The main issue, which is whether tuition fees should be increased or not, is a personal problem because of difficulties in obtaining access to quality education. If one will ask students and their families individually about the main issue, they would probably side with the universities since tuition fee hikes will burden them with the need to look for financial resources to support the college education of students. However, the main arguments presented by Ha has established why it is a public issue enabling his readers to understand the real problems clearly.

Ha argued that freezing tuition fee hikes will affect the quality of education that universities will be able to provide to their students which is in contrast with the need to prepare students to face the global crisis in the future by handing them with a solid educational foundation that will assist them in making the right choices and decisions in becoming productive and contributive to society as future professionals.

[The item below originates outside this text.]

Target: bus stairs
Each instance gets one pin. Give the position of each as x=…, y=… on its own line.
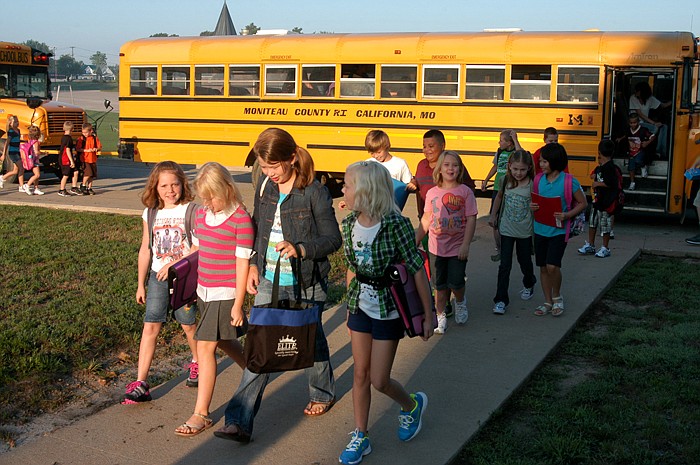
x=650, y=194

Another argument presented was that freezing tuition fee hikes do not actually help underprivileged families as intended by this particular move of the universities since the cost of education is not lowered but simply unmoved. This will only help privileged families who will be paying tuition fees that are less than what they are capable of paying. For Ha, the solution is to continue with the increase of tuition fees in order to raise the quality of education while establish scholarship programs that will cater to the majority of students who cannot afford to go to college.

Reviewing the main issue and arguments, since the government as a powerful institution that is capable of controlling or regulating the actions and decisions made by the education sector, the universities who should be making well-informed and wise decisions, and the members of the privileged and underprivileged families are involved in the subject of tuition fee hikes, it becomes a “public issue” that will only be solved by collaborative efforts or collective action among them.

In this case, the importance of sociological imagination in examining a personal trouble is realized. If a single individual and his family look into the issue of tuition fee hikes as a problem, sociological imagination helps in making them look at the entire picture. Sociological imagination, as applied to this issue, was able to communicate why freezing tuition fees will not solve the problem, and that the personal troubles that they encounter are products of the contrite actions and decisions that the government and universities are making.